NCLAT allows Promoters, shareholders of corporate debtors to settle insolvency under Section 12A of IBC

NCLAT allows Promoters, shareholders of corporate debtors to settle insolvency under Section 12A of IBC

National Company Law Appellate Tribunal (“NCLAT”) in the case of Shwetha Vishwanath Shirke v. The Committee of Creditors held that promoters and other shareholders of corporate debtor can settle the insolvency and file an application under Section 12A of the Insolvency and Bankruptcy Code, 2016 (“IBC”) for withdrawal of application made for corporate insolvency resolution process under Sections 7,9 or 10 of the IBC.

In the present case, the promoter of the corporate debtor filed an application to National Company Law Tribunal, Mumbai Bench (“Tribunal”) under Section 12A of the IBC which states that the National Company Law Tribunals (“NCLT”) may allow the withdrawal of application for corporate insolvency. The promoters of the appellate company filed an application along with approval from more than 90% voting share of the committee of creditors. However, in this case the Tribunal held that since Promoters are not eligible for resolution plan as per Section 29A of the IBC, they cannot file an application under Section 12A.

The Tribunal also decided that the assets of the corporate debtor were “proceeds of crime”, hence, the claims of creditors cannot be settled by disposing off such “proceeds of crime”. Proceeds of Crime is defined in the Prevention of Money Laundering Act, 2002 (“PMLA”) as any property derived or obtained directly or indirectly by any Person as a result of criminal activity.

The NCLAT relied on Swiss Ribbons judgment by the Supreme Court of India, in which it was held that the promoters are entitled to settle the insolvency matter under Section 12A and therefore can withdraw the application filed for initiation of the corporate insolvency resolution process. The NCLAT held that Section 29A of the IBC will not be applicable for consideration of application filed under Section 12A of IBC. Additionally, the NCLAT held that even if the assets of the corporate debtor were held to be “proceeds of crime”, an application of withdrawal of application filed under Section 7 of IBC cannot be rejected by the NCLT, if the promoter can satisfy the claims of creditors in their personal capacity.

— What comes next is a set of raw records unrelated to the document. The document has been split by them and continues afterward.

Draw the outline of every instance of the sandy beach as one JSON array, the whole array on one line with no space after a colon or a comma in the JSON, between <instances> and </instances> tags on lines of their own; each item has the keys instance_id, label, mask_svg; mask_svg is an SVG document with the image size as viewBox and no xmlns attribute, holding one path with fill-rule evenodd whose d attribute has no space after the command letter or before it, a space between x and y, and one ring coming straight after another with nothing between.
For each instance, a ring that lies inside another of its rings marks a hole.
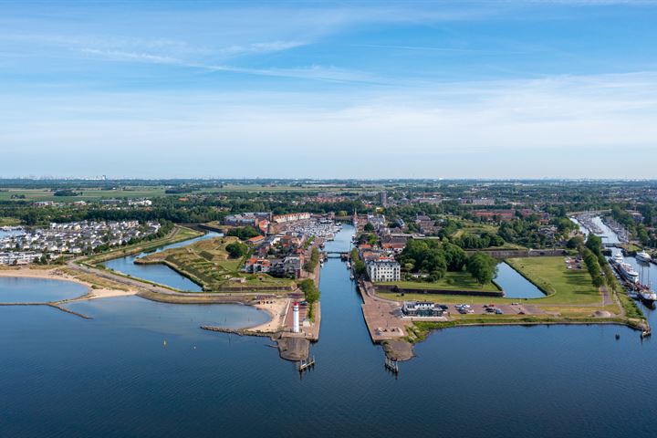
<instances>
[{"instance_id":1,"label":"sandy beach","mask_svg":"<svg viewBox=\"0 0 657 438\"><path fill-rule=\"evenodd\" d=\"M276 333L283 329L285 317L289 308L290 298L276 298L272 299L270 304L256 304L256 308L265 310L269 314L271 319L269 322L261 324L256 327L247 328L248 331L259 331L264 333Z\"/></svg>"}]
</instances>

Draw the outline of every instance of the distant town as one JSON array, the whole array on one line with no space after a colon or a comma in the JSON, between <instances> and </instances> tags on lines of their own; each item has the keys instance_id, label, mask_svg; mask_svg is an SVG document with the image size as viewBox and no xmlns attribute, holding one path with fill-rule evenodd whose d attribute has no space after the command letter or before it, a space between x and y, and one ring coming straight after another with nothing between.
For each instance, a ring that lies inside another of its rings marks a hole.
<instances>
[{"instance_id":1,"label":"distant town","mask_svg":"<svg viewBox=\"0 0 657 438\"><path fill-rule=\"evenodd\" d=\"M652 182L0 182L0 264L157 301L259 306L272 320L237 331L277 337L295 360L318 339L331 257L391 369L430 330L457 325L651 333L637 303L657 296L631 263L656 256ZM145 265L192 286L141 278Z\"/></svg>"}]
</instances>

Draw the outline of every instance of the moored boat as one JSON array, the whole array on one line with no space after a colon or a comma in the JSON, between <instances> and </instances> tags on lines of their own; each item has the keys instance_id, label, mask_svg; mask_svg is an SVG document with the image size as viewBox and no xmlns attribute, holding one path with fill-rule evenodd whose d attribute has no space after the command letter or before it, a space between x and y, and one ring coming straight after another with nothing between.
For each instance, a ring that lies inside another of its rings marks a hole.
<instances>
[{"instance_id":1,"label":"moored boat","mask_svg":"<svg viewBox=\"0 0 657 438\"><path fill-rule=\"evenodd\" d=\"M630 283L639 283L639 273L629 263L619 264L619 272Z\"/></svg>"},{"instance_id":2,"label":"moored boat","mask_svg":"<svg viewBox=\"0 0 657 438\"><path fill-rule=\"evenodd\" d=\"M637 253L636 259L640 262L650 263L651 260L652 260L652 257L651 257L650 254L646 253L645 251L641 251L641 253Z\"/></svg>"}]
</instances>

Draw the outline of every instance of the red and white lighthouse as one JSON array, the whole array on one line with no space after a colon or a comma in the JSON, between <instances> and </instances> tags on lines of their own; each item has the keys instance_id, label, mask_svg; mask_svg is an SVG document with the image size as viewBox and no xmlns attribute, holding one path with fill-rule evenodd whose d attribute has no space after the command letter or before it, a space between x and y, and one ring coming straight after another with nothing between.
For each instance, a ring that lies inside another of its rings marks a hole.
<instances>
[{"instance_id":1,"label":"red and white lighthouse","mask_svg":"<svg viewBox=\"0 0 657 438\"><path fill-rule=\"evenodd\" d=\"M297 302L297 301L295 301L294 305L292 306L292 332L293 333L299 332L298 302Z\"/></svg>"}]
</instances>

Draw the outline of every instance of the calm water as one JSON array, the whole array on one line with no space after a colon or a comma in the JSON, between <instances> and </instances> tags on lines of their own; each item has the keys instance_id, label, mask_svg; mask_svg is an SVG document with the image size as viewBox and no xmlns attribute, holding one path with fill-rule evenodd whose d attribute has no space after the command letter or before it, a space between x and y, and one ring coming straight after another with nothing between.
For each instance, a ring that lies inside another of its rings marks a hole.
<instances>
[{"instance_id":1,"label":"calm water","mask_svg":"<svg viewBox=\"0 0 657 438\"><path fill-rule=\"evenodd\" d=\"M345 228L328 250L348 249ZM318 365L303 378L266 339L198 328L250 322L249 308L77 304L91 320L0 308L0 436L655 434L657 349L629 328L443 330L395 379L344 264L329 259L320 287Z\"/></svg>"},{"instance_id":2,"label":"calm water","mask_svg":"<svg viewBox=\"0 0 657 438\"><path fill-rule=\"evenodd\" d=\"M74 298L87 287L71 281L0 276L0 302L40 303Z\"/></svg>"},{"instance_id":3,"label":"calm water","mask_svg":"<svg viewBox=\"0 0 657 438\"><path fill-rule=\"evenodd\" d=\"M508 298L539 298L545 297L541 290L506 263L497 265L495 283L502 287Z\"/></svg>"},{"instance_id":4,"label":"calm water","mask_svg":"<svg viewBox=\"0 0 657 438\"><path fill-rule=\"evenodd\" d=\"M209 239L211 237L216 237L221 235L217 233L208 233L201 237L197 237L192 240L186 240L184 242L179 242L177 244L167 245L157 248L154 252L159 253L169 248L178 248L190 245L198 240ZM171 267L166 265L135 265L134 261L138 258L143 257L147 253L138 254L136 256L128 256L125 257L115 258L105 262L105 266L115 271L132 276L137 278L143 278L145 280L153 281L161 285L169 286L178 290L186 290L189 292L202 292L202 287L190 280L189 278L181 276Z\"/></svg>"}]
</instances>

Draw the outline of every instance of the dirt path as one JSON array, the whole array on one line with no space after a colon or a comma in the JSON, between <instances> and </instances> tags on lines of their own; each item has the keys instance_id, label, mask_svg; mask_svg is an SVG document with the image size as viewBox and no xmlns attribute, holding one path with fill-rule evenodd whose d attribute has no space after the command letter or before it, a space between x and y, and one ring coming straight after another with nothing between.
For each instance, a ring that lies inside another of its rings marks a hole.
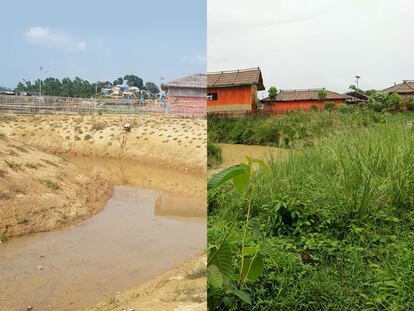
<instances>
[{"instance_id":1,"label":"dirt path","mask_svg":"<svg viewBox=\"0 0 414 311\"><path fill-rule=\"evenodd\" d=\"M132 129L125 132L128 122ZM56 154L206 172L207 121L161 116L3 116L0 132Z\"/></svg>"},{"instance_id":2,"label":"dirt path","mask_svg":"<svg viewBox=\"0 0 414 311\"><path fill-rule=\"evenodd\" d=\"M206 282L206 257L198 256L143 286L107 297L83 311L204 311Z\"/></svg>"},{"instance_id":3,"label":"dirt path","mask_svg":"<svg viewBox=\"0 0 414 311\"><path fill-rule=\"evenodd\" d=\"M0 242L96 214L112 193L99 175L0 132Z\"/></svg>"}]
</instances>

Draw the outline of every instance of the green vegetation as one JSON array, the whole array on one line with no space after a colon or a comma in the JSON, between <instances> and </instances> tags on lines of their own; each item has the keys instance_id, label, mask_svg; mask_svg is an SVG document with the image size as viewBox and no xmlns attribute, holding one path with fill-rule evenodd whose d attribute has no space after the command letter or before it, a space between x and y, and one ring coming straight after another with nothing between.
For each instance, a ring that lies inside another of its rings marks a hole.
<instances>
[{"instance_id":1,"label":"green vegetation","mask_svg":"<svg viewBox=\"0 0 414 311\"><path fill-rule=\"evenodd\" d=\"M113 83L122 84L124 81L126 81L128 86L136 86L140 90L148 90L154 94L159 93L159 89L155 83L147 82L144 85L143 80L136 75L125 75L124 78L118 78L113 81ZM25 83L19 82L15 88L15 92L18 94L22 91L37 93L39 92L39 87L39 79L33 83L31 81L26 81ZM70 78L63 78L62 81L57 78L49 77L42 80L42 95L88 98L95 97L96 92L99 95L103 87L105 87L104 84L91 83L79 77L75 77L73 80Z\"/></svg>"},{"instance_id":2,"label":"green vegetation","mask_svg":"<svg viewBox=\"0 0 414 311\"><path fill-rule=\"evenodd\" d=\"M375 93L368 100L368 107L376 112L392 112L402 109L403 100L396 93Z\"/></svg>"},{"instance_id":3,"label":"green vegetation","mask_svg":"<svg viewBox=\"0 0 414 311\"><path fill-rule=\"evenodd\" d=\"M278 90L277 90L277 88L276 88L276 87L274 87L274 86L270 87L270 88L269 88L269 90L267 91L268 96L269 96L271 99L275 99L275 98L276 98L276 96L277 96L277 92L278 92Z\"/></svg>"},{"instance_id":4,"label":"green vegetation","mask_svg":"<svg viewBox=\"0 0 414 311\"><path fill-rule=\"evenodd\" d=\"M342 113L343 112L343 113ZM269 145L275 147L311 146L320 137L354 128L387 123L399 116L363 111L354 107L339 113L292 112L282 116L223 120L208 119L208 140L214 143Z\"/></svg>"},{"instance_id":5,"label":"green vegetation","mask_svg":"<svg viewBox=\"0 0 414 311\"><path fill-rule=\"evenodd\" d=\"M326 100L326 96L327 96L327 95L328 95L328 94L326 93L325 88L320 89L320 90L318 91L318 98L319 98L319 101L324 102L324 101Z\"/></svg>"},{"instance_id":6,"label":"green vegetation","mask_svg":"<svg viewBox=\"0 0 414 311\"><path fill-rule=\"evenodd\" d=\"M377 122L333 113L329 124L319 119L327 114L309 115L316 118L305 123L312 136L320 134L314 122L336 134L274 159L269 173L251 170L244 178L233 167L214 178L209 309L413 309L414 130L393 122L400 116L377 115ZM251 279L243 258L259 267Z\"/></svg>"},{"instance_id":7,"label":"green vegetation","mask_svg":"<svg viewBox=\"0 0 414 311\"><path fill-rule=\"evenodd\" d=\"M207 143L207 167L213 168L221 163L221 149L219 146L208 141Z\"/></svg>"},{"instance_id":8,"label":"green vegetation","mask_svg":"<svg viewBox=\"0 0 414 311\"><path fill-rule=\"evenodd\" d=\"M207 275L207 268L206 266L200 266L193 271L189 271L186 273L185 278L189 280L199 279L205 277Z\"/></svg>"}]
</instances>

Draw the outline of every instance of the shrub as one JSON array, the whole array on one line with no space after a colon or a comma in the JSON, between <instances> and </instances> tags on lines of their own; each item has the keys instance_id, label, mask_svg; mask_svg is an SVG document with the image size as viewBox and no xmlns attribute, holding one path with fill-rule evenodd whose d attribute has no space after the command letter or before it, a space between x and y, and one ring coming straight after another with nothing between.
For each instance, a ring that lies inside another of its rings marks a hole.
<instances>
[{"instance_id":1,"label":"shrub","mask_svg":"<svg viewBox=\"0 0 414 311\"><path fill-rule=\"evenodd\" d=\"M414 98L410 98L407 102L407 110L414 111Z\"/></svg>"},{"instance_id":2,"label":"shrub","mask_svg":"<svg viewBox=\"0 0 414 311\"><path fill-rule=\"evenodd\" d=\"M269 166L270 176L251 181L260 191L250 223L260 230L246 244L266 256L264 273L243 287L250 310L411 309L414 131L398 123L354 129ZM239 249L250 196L223 188L208 241L217 245L234 221L227 242Z\"/></svg>"},{"instance_id":3,"label":"shrub","mask_svg":"<svg viewBox=\"0 0 414 311\"><path fill-rule=\"evenodd\" d=\"M393 112L401 104L402 98L397 93L375 93L368 100L368 107L376 112Z\"/></svg>"},{"instance_id":4,"label":"shrub","mask_svg":"<svg viewBox=\"0 0 414 311\"><path fill-rule=\"evenodd\" d=\"M207 167L216 167L221 163L221 148L212 142L207 142Z\"/></svg>"},{"instance_id":5,"label":"shrub","mask_svg":"<svg viewBox=\"0 0 414 311\"><path fill-rule=\"evenodd\" d=\"M325 88L322 88L318 91L319 101L324 102L326 100L326 96L327 96L327 93L326 93Z\"/></svg>"},{"instance_id":6,"label":"shrub","mask_svg":"<svg viewBox=\"0 0 414 311\"><path fill-rule=\"evenodd\" d=\"M333 102L326 102L325 106L323 107L326 111L332 112L336 108L336 104Z\"/></svg>"},{"instance_id":7,"label":"shrub","mask_svg":"<svg viewBox=\"0 0 414 311\"><path fill-rule=\"evenodd\" d=\"M272 86L269 88L269 90L267 91L268 95L271 99L275 99L278 93L278 90L276 87Z\"/></svg>"},{"instance_id":8,"label":"shrub","mask_svg":"<svg viewBox=\"0 0 414 311\"><path fill-rule=\"evenodd\" d=\"M312 105L311 106L311 111L312 112L318 112L319 111L319 106L318 105Z\"/></svg>"}]
</instances>

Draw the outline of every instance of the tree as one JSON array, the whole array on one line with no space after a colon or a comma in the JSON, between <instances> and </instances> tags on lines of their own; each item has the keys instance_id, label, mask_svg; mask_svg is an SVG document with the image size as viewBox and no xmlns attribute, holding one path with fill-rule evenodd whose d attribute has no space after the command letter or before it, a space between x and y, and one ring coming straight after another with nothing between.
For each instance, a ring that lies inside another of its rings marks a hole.
<instances>
[{"instance_id":1,"label":"tree","mask_svg":"<svg viewBox=\"0 0 414 311\"><path fill-rule=\"evenodd\" d=\"M320 89L318 92L318 98L321 102L325 102L327 95L325 88Z\"/></svg>"},{"instance_id":2,"label":"tree","mask_svg":"<svg viewBox=\"0 0 414 311\"><path fill-rule=\"evenodd\" d=\"M145 83L145 89L150 91L152 94L158 94L160 92L160 89L154 82Z\"/></svg>"},{"instance_id":3,"label":"tree","mask_svg":"<svg viewBox=\"0 0 414 311\"><path fill-rule=\"evenodd\" d=\"M268 93L268 95L271 99L275 99L276 96L277 96L278 90L277 90L276 87L272 86L272 87L269 88L267 93Z\"/></svg>"},{"instance_id":4,"label":"tree","mask_svg":"<svg viewBox=\"0 0 414 311\"><path fill-rule=\"evenodd\" d=\"M397 93L376 93L368 100L368 107L377 112L392 112L401 107L402 97Z\"/></svg>"},{"instance_id":5,"label":"tree","mask_svg":"<svg viewBox=\"0 0 414 311\"><path fill-rule=\"evenodd\" d=\"M122 83L124 83L124 79L122 78L118 78L113 82L114 85L121 85Z\"/></svg>"},{"instance_id":6,"label":"tree","mask_svg":"<svg viewBox=\"0 0 414 311\"><path fill-rule=\"evenodd\" d=\"M140 90L142 90L144 88L144 81L136 75L126 75L124 77L124 80L127 81L127 85L129 87L136 86Z\"/></svg>"}]
</instances>

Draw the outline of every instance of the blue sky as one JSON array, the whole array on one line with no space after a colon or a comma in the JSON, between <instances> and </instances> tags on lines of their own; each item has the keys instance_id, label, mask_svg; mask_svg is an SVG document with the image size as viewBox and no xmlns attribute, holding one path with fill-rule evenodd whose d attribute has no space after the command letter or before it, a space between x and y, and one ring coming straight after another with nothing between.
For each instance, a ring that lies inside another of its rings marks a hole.
<instances>
[{"instance_id":1,"label":"blue sky","mask_svg":"<svg viewBox=\"0 0 414 311\"><path fill-rule=\"evenodd\" d=\"M160 83L205 72L206 0L2 1L0 86L48 76Z\"/></svg>"}]
</instances>

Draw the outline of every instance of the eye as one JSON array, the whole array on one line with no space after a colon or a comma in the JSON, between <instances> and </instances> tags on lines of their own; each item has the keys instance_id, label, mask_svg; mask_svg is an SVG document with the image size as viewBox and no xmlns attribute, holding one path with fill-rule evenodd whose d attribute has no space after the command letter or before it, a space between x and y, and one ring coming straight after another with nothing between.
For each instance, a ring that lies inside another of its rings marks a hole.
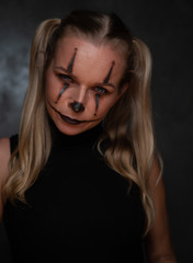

While hearing an attached appeal in this matter, the NCLAT held that if the assets of the corporate debtor are held to be “proceeds of crime” then it is on the discretion of Enforcement Directorate to seize the assets in accordance with the provisions of PMLA.

Quick View

This is an important judgment by the NCLAT as it clarifies on the applicability of Section 29A of the IBC on Section 12A of the IBC. The NCLAT reiterates the position of law settled by the Supreme Court of India, that the promoters are entitled to settle the matter related to insolvency. It is now clarified that even if the assets of the corporate debtor is held to be “proceeds of crime” the promoters can still file an application under Section 12A of the IBC if they can satisfy the claims of the creditors in their personal capacity.

Disclaimer: This post has been prepared for informational purposes only. The information/or observations contained in this post does not constitute legal advice and should not be acted upon in any specific situation without seeking proper legal advice from a practicing attorney.